(Ich probier auch nur mal kurz meinen account wieder aus...)
Nico Paechs grundsätzliche Endzeit-Ausführungen würde ich evtl. versuchen, mit einer
Rehabilitation des von ihm als Gegenmodell genannten, vielgeschmähten Ablaßhandels zu
unterlaufen. Denn genau das war ja der eigentliche, tiefere Sinn des Tauschs Geld gegen
Sündenerlaß: ein kleiner, überschau-, aber kontrollierbarer Zeitgewinn angesichts einer
eschatologischen (das Lebens- und Weltzeitende implizierenden), aber dann doch nie so ganz
gewissen Untergangs-Bedrohung. Die psychologisch schlicht unpräzise und unterkomplexe
Unterstellung dabei ist doch, daß, wer er sich von seinen Sünden "freikauft",
deswegen danach einfach kreuzfidel munter weiter sündigt, daß man also nur Scheinverzicht
treibt und lediglich kosmetische Oberflächen-Selbstkorrekturen vornimmt. Nein, die realen
(auch psychischen) Kosten des "Ablaßgeschäfts" erinnern mich permanent an meinen
ja immer nur provisorisch und temporär abgemilderten Status der (Erb!-)Sünde und zeigen
mir an, daß ich grundsätzlich (weiter) und immer "falsch" lebe. Das als
"Doppelmoral" zu bezeichnen (wie NP das tut), ist selbst eine hoch moralistische
Wehklage (auch sie mindestens so alt wie der lutherische Antikatholizismus), die verkennt,
daß Menschen eben grundsätzlich diese Dilemmata nicht nur leben, sondern "sind".

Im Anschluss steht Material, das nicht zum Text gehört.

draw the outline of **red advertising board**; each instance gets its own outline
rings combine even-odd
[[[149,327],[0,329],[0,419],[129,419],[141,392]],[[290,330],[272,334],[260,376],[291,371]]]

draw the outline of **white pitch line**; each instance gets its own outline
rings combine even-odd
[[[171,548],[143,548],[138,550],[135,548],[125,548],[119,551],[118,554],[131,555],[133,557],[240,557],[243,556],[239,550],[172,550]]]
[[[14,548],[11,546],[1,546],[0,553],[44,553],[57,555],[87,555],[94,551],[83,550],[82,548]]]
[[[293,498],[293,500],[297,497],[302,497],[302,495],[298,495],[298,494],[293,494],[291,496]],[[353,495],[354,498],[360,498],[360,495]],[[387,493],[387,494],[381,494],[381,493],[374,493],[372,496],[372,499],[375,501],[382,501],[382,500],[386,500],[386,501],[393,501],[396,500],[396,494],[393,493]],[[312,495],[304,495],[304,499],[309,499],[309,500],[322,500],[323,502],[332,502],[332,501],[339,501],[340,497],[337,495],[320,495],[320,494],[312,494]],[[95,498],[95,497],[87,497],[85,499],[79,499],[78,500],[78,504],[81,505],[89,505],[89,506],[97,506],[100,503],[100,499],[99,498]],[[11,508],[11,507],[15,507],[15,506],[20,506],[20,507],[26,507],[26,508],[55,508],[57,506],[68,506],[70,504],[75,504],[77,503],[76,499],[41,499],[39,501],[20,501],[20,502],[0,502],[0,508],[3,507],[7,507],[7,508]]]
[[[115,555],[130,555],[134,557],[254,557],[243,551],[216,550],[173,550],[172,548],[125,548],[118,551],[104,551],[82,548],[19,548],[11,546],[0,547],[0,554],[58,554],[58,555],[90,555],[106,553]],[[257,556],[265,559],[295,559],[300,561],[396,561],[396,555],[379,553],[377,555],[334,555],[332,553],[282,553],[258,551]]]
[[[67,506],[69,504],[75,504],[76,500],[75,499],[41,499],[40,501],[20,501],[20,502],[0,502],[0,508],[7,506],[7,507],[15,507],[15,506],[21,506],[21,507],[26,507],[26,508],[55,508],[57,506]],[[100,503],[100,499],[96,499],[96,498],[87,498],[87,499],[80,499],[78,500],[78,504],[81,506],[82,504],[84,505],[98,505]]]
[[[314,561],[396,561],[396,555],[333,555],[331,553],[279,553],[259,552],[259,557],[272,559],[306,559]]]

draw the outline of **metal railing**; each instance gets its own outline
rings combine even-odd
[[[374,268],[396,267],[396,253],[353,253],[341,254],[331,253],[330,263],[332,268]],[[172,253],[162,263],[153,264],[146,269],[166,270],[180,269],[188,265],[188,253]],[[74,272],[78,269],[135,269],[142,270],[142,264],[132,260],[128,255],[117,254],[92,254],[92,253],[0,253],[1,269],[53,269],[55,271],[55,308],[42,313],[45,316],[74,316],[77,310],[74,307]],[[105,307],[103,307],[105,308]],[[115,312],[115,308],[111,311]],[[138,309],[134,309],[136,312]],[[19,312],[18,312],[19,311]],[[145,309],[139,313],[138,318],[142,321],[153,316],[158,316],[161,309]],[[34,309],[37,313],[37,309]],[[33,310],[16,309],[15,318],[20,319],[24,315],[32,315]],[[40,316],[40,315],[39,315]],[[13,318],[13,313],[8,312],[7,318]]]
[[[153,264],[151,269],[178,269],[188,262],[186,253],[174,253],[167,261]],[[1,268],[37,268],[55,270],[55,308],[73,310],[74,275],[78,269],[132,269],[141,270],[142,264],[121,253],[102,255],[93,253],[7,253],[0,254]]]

Wir SIND ökologisch eigentlich untragbar. Silens Antwort an Midas, die Nietzsche in der
"Geburt der Tragödie" referiert, gilt heute für die gesamte Menschheit: das
"Allerbeste" für sie wäre "nicht geboren zu sein". Aber solange daraus
nicht das eigentlich zwingend folgerichtige kollektive Menschheits-Suizidprojekt in
Angriff genommen wird (das nur daran scheitert, daß man nicht sicher sein kann, daß am
Ende doch einige nicht mitmachen werden, für die dann vermutlich die Erde wirklich zu dem
Paradies der wenigen glücklichen Übriggebliebenen werden könnte - zumindest kurzfristig),
muß man eben mit den unüberwindbaren, nicht auszumerzenden Halbheiten, Kompromissen,
Zugeständnissen, Fehlbarkeiten weiterleben. Und sich immer wieder mit dem erzwungenen
Griff an die Geldbörse daran erinnern lassen, daß man auf unsicheren, und meist eher
falschen, im Grunde "verdorbenen" Pfaden wandelt. Und das kann man für
"humaner" und "menschenfreundlicher" (und in diesem Sinne
"ökologischer") halten als die nicht anders als durch undemokratische Dezision
herbeizuführende und verbindlich zu machende Unterscheidung zwischen den angeblichen
"Grundbedürfnissen" und dem angeblich "Verzichtbaren". Denn diese ist
- da kann Paech noch so lange so tun, als ob es doch bitte schön durch einfachen common
sense ("gesundes Volksempfinden" hieß das früher einmal...) zu regeln wäre,
wieviele Fernreisen und Quadratmeter Wohnung sich jeder erlauben darf - eben nicht anders
zu haben als durch Willkür, Moralismus, Dezision, Bevormundung, Hierarchie, Gewalt...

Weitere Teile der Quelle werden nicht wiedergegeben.